Addiction & Faith Journey With Matthew Demoulin (Episode 3)Addiction & Faith Journey With Matthew Demoulin (Episode 3)
Relational Recovery
Matthew Demoulin talks about how his Christian faith moved from background tradition to the centre of his addiction recovery. He reflects on a bathroom-stall Bible verse, saying yes to hard things and learning to see suffering as purposeful rather than pointless.
11:59•23 Apr 2026
Faith, Bathroom Stalls and Sobriety: Matthew Demoulin’s Story
Episode Overview
- Faith becomes Matthew’s central framework for recovery and daily life, rather than a separate religious activity.

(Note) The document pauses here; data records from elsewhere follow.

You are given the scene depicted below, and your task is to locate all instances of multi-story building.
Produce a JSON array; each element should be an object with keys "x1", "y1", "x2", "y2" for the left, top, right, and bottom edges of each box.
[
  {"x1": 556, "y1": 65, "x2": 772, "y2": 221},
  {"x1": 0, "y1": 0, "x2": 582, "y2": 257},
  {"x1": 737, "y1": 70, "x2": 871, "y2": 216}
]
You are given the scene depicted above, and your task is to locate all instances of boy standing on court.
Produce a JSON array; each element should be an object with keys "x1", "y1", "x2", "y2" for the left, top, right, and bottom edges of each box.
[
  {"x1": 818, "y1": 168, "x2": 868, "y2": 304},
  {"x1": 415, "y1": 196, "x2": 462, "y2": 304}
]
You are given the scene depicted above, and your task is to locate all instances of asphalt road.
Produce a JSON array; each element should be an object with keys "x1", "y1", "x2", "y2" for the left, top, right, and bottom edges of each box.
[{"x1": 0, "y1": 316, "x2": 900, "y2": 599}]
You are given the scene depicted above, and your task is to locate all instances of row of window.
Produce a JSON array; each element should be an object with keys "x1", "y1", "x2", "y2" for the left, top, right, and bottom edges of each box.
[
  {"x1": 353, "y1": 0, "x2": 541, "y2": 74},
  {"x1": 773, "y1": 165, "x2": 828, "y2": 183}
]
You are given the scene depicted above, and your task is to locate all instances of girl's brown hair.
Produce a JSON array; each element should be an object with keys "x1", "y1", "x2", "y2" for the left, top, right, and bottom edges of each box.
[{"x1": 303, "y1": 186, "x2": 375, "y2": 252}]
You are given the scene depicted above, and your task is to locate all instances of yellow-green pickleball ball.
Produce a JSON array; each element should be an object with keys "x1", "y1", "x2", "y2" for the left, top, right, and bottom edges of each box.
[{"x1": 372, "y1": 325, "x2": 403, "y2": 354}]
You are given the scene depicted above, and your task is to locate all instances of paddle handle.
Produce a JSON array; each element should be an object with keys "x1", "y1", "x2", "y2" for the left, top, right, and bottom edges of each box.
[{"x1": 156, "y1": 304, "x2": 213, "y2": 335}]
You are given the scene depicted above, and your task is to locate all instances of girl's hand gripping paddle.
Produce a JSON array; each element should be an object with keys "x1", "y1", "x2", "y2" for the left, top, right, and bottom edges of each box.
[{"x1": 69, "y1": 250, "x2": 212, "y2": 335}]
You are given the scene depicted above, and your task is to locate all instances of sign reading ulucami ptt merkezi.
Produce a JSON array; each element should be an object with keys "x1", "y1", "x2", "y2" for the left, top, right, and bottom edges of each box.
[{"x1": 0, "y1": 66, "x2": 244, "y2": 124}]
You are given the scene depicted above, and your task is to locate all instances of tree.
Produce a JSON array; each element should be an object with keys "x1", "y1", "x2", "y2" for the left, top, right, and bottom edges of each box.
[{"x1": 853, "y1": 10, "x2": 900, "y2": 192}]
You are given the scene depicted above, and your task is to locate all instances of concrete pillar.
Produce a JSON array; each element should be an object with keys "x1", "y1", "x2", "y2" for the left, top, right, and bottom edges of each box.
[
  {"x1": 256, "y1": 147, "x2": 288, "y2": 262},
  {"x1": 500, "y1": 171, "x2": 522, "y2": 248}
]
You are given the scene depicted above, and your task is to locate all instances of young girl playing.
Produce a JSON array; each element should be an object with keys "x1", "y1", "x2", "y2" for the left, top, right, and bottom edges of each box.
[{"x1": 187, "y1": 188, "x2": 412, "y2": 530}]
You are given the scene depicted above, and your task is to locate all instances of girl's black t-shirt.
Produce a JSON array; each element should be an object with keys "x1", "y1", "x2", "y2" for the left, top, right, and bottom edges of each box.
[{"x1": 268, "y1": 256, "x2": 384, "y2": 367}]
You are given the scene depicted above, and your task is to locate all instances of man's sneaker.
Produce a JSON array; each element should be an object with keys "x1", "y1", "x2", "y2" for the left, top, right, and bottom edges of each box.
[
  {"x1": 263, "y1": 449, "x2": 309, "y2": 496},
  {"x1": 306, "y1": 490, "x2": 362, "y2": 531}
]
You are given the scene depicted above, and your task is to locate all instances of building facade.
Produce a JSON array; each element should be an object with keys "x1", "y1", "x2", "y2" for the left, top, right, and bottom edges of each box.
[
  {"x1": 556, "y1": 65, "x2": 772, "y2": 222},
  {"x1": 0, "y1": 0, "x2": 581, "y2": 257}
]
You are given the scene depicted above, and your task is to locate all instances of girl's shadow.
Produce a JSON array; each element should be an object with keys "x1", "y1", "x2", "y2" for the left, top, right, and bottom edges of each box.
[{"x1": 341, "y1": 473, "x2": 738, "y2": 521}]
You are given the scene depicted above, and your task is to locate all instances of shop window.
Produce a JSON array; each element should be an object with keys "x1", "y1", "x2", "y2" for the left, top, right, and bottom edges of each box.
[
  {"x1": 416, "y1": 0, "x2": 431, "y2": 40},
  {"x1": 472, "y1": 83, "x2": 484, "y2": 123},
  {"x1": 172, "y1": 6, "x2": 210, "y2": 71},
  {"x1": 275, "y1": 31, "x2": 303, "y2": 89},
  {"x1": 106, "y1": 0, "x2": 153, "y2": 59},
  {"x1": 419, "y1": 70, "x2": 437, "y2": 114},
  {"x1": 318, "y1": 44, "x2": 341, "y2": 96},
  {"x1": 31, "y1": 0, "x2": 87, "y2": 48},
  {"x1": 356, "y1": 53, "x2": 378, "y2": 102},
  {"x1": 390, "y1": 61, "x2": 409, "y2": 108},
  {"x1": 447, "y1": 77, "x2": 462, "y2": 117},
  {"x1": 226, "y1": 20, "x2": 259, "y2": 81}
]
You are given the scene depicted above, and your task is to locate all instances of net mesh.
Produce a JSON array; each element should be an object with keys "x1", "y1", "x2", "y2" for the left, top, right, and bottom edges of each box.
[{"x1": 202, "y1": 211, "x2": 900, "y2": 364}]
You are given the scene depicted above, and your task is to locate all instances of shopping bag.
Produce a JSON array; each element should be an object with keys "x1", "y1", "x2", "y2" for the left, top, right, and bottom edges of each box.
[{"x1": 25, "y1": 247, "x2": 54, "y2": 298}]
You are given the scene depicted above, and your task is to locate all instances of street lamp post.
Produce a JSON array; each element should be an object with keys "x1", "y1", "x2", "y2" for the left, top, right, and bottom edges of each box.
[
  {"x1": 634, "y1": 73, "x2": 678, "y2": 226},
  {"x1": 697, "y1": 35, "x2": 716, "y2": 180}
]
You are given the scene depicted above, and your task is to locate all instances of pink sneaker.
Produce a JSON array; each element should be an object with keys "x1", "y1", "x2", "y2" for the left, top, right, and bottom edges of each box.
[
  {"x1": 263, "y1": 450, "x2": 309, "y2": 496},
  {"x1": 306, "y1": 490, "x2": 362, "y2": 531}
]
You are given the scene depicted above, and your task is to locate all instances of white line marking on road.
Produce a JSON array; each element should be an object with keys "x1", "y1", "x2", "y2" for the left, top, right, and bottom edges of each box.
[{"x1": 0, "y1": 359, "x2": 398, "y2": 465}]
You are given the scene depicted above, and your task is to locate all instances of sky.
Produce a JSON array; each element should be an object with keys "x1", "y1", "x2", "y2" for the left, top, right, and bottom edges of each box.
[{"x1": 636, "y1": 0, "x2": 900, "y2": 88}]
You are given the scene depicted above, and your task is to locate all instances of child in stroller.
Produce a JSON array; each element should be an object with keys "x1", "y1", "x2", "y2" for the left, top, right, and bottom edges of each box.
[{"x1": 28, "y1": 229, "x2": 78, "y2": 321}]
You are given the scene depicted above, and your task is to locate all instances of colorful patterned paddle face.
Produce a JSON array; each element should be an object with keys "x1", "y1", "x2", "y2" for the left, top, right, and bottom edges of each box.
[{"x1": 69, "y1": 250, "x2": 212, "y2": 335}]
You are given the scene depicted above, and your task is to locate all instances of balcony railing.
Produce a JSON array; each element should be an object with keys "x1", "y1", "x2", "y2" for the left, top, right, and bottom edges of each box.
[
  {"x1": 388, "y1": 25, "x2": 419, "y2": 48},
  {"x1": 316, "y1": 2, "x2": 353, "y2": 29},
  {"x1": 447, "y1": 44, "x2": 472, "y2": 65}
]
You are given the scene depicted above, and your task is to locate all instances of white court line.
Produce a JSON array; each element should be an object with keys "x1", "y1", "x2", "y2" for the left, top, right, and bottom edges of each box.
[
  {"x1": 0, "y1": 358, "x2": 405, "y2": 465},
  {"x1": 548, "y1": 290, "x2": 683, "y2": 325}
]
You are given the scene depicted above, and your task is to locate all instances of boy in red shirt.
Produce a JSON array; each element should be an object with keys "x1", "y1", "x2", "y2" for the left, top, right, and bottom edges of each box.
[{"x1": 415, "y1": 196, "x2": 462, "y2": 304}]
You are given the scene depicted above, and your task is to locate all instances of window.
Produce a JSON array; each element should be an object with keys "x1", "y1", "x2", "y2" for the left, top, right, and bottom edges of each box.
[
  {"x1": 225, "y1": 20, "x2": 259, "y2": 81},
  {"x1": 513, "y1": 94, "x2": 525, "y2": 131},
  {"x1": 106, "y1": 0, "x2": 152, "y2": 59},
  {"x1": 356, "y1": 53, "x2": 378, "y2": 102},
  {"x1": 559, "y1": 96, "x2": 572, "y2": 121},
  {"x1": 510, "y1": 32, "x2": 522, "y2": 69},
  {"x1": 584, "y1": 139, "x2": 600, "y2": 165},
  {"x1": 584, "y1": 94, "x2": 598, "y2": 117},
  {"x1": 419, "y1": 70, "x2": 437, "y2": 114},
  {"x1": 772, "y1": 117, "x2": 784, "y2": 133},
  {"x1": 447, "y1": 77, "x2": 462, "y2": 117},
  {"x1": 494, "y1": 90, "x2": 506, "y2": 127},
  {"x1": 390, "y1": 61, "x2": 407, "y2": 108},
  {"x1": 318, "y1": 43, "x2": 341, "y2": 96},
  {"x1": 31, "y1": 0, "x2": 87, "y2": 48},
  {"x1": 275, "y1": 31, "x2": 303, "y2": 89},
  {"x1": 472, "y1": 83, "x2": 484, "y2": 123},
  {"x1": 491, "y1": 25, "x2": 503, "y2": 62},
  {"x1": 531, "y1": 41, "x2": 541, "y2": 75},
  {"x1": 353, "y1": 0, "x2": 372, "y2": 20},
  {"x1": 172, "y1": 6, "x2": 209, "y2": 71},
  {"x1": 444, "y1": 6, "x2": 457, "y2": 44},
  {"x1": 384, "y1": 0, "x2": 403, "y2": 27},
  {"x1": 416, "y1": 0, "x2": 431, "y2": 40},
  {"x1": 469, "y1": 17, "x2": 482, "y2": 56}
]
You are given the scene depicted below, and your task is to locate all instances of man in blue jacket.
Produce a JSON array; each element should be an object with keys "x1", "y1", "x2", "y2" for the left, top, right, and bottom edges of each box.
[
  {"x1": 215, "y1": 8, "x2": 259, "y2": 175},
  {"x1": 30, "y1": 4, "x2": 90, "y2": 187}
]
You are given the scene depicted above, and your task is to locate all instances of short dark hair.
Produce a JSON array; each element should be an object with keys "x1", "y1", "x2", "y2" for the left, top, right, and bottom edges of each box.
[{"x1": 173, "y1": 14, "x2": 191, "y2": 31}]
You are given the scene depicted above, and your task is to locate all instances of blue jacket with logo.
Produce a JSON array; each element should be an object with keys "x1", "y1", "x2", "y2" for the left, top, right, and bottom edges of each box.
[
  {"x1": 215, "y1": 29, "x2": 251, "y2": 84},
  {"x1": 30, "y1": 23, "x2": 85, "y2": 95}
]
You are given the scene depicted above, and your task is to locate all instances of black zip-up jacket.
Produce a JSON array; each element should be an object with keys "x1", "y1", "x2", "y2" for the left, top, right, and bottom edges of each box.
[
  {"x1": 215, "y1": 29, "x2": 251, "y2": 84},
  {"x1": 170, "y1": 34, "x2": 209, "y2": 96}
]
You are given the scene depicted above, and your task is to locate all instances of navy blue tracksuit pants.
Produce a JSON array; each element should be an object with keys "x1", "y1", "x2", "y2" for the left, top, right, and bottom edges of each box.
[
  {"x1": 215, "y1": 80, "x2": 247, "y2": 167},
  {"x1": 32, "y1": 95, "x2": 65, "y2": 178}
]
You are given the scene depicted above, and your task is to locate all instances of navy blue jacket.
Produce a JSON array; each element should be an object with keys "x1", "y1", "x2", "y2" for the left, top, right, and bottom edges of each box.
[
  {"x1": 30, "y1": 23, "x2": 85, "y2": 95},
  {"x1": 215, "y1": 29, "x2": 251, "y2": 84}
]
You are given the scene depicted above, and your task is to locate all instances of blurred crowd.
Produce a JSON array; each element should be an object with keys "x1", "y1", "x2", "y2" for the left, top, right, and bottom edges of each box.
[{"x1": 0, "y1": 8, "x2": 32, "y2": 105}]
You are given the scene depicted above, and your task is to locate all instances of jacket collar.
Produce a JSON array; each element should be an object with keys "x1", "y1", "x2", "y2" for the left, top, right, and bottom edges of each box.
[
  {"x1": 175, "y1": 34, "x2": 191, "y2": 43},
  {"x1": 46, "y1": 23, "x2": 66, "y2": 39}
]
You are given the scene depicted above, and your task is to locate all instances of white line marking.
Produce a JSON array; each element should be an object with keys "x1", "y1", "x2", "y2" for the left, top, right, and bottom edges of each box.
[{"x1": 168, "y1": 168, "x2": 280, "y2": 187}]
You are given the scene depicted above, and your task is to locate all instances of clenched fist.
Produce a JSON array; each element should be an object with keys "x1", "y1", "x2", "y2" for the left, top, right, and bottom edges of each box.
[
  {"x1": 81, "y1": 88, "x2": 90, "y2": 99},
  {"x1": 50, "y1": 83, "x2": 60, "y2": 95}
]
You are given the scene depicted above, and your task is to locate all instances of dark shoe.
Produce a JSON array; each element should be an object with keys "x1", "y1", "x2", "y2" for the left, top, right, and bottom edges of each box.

- A bathroom stall verse, John 15:5, gradually shifts his perspective from self-reliance to recognising dependence on God and others.
- He highlights that Jesus not only meets people where they are but also calls them to actively follow, which requires difficult choices.
- Saying yes to unwanted leadership roles at The Refuge becomes a practical way of following that call, even when he feels unqualified.
- Suffering changes from being the destructive result of addiction to a chosen, purposeful part of spiritual growth and character building.
“I believe that I met Jesus Christ in the bathroom stall at the farm back in Benton County.”
How do people find strength in their journey to sobriety? This conversation from Relational Recovery follows Matthew Demoulin as he talks about how his faith has become the backbone of his recovery from addiction. Raised Catholic, Matthew explains that mass, holy days and family tradition were constants, but actually living out his faith felt confusing and distant. As his drug use escalated, he kept trying to quit “cold turkey”, turning to church and prayer in between relapses.
Each fresh start came with promises to God that he couldn’t keep, which eventually left him feeling like he didn’t really believe, wasn’t a good person and might be “going to hell”. Dropped off at The Refuge Ministry without much choice, Matthew arrived wanting “nothing to do with God”. Yet a simple verse taped inside a bathroom stall changed everything.
In the throes of opiate withdrawal, he read John 15:5 again and again: “Apart from me, you can do nothing.” At first he scoffed, listing all the things he thought he’d done on his own. Over the next few days, that same stall kept being the only one open, and the verse moved from irritation to a practical and then spiritual awakening about how none of us truly achieve anything alone.
Matthew shares how this led him to see his own insufficiency as a healthy kind of humility rather than a flaw. He talks about learning that Jesus not only meets people where they are, but then calls them to follow, even when that means saying yes to roles he didn’t want, like house leader or coordinator. He also reframes suffering in recovery — from suffering because of addiction to choosing to suffer for a purpose that shapes character and faith.
Anyone curious about how Christian spirituality fits into addiction recovery, or how faith can reshape shame and struggle, will find plenty to reflect on here. Where might you be invited to move from suffering without purpose to suffering for something that gives life?